Can't you just make a Win32 windowed app as so?:


int WINAPI WinMain(HINSTANCE hinstExe, HINSTANCE hinstPrev, LPSTR lpszCmdLine, int nCmdShow)
{
// read problem definition from a file
read_problem();

// plot initial configuration
plotting::figure(1);
plotting::plot( x, y );

// Initialize/present your GLUT interface, and call a
// function that draws your graph
plotting::draw_my_graph();

// run GLUT's "message loop" right here. This is the UI
// thread. When it's time to update the graph, call do_graph().

return(0);
}

void do_graph(void)
{
time_integrate( t, t + t_delta );

plotting::plot( x, y );
plotting::drawnow();
plotting::draw_my_graph();

t += t_delta;
}

Do you even need a secondary thread?

c174
November 18th, 2007, 10:34 PM
Well, I don't know about aks44, but I'm really confused by these code snippets. You've got this labeled main() so I have to assume it's the entry point for your (console mode) program.

Yes, main() is the entry point for the console program.


A console mode Win32 program doing graphics???

It might sound bizarre, but it is actually something that can be very useful. The console program is a "simulation program", e.g. some mathematical model of physics. These types of programs rarely have a graphical interface - and if they have, it is added as a last step, once the simulation program has been fully accepted with respect to which INPUT and OUTPUT is available for the user.

Therefore these programs often read a problem definition file and then writes the results into an output file. The data is then postprocessed by some other program. For example Matlab (if one has a license) or GnuPlot.

However, it is VERY useful to be able to plot data on the fly as the simulation is carried out (e.g. debugging/find out why or when a simulation blows up). Note that the plotting commands come from the simulation program- not through callbacks from the window environment.


I have to take a wild guess at this. Is your main thread not handling the UI?

No :) The main thread does the computations.


In fact, it's this secondary thread that handles the UI (via GLUT?), and updating of the graphical display?

The second thread fires up GLUT by calling glutMainLoop(). This function never returns, but it brings at least 1 window to life. This window recieves user events, such as rescaling of the window. Callback functions are assigned in order to redraw the contents of the window, handle mouse events for zooming in or out, etc.


That's really unusual. How come you didn't write a Win32 windowed app instead?

I don't know the Win32 API and I also want my program to run on both Windows and Linux. Only a few platform dependent functions are needed for the threads and sleep function, since GLUT is already cross-platform. Maybe I could even get around these platform issues by using Boost-threads(?) At the moment I'm not into the Boost library, so it'll have to wait.

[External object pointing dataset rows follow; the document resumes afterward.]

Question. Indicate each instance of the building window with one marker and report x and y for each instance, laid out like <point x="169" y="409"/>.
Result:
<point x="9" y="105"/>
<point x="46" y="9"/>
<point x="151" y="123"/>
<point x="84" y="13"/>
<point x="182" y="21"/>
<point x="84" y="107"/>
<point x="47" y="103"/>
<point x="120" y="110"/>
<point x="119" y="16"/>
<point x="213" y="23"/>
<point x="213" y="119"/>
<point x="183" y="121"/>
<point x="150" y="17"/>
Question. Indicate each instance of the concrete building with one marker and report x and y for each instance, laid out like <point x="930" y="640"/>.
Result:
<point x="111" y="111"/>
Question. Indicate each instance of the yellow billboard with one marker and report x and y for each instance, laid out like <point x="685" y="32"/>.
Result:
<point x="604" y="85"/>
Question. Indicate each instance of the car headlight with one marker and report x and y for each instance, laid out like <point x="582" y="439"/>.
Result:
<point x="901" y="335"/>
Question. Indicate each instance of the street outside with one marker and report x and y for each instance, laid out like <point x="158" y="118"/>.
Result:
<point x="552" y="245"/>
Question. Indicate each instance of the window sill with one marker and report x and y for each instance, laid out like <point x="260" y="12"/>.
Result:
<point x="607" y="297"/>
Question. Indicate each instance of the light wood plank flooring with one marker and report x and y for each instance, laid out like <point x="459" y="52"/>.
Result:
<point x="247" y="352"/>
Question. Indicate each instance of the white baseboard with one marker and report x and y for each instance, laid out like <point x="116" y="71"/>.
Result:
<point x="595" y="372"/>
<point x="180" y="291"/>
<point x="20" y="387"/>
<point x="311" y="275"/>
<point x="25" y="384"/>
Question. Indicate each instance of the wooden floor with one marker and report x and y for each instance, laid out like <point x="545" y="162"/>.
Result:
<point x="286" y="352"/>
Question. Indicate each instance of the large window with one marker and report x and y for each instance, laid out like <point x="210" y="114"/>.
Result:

You've got a console window hanging around that you don't even need. Is this how GLUT works?? It requires console mode Win32 app??? How bizarre.

Well, the console window is nice to have. It gives a simple place to print out different values from the simulation. Also simple user interaction becomes available. I don't think GLUT requires a console mode. But so far I only write console programs :)


Can't you just make a Win32 windowed app as so?:


int WINAPI WinMain(HINSTANCE hinstExe, HINSTANCE hinstPrev, LPSTR lpszCmdLine, int nCmdShow)
{
// read problem definition from a file
read_problem();

// plot initial configuration
plotting::figure(1);
plotting::plot( x, y );

// Initialize/present your GLUT interface, and call a
// function that draws your graph
plotting::draw_my_graph();

// run GLUT's "message loop" right here. This is the UI
// thread. When it's time to update the graph, call do_graph().

return(0);
}

void do_graph(void)
{
time_integrate( t, t + t_delta );

plotting::plot( x, y );
plotting::drawnow();
plotting::draw_my_graph();

t += t_delta;
}

Do you even need a secondary thread?

I'm not sure how this would work. If "do_graph" is supposed to trigger the simulation it is not a good idea. The simulation might take hours, so the window would be irresponsive for a long time during a single redraw request. I have to say though, that I'm not sure I understood your design correctly, so maybe it actually would work fine (but not platform independently).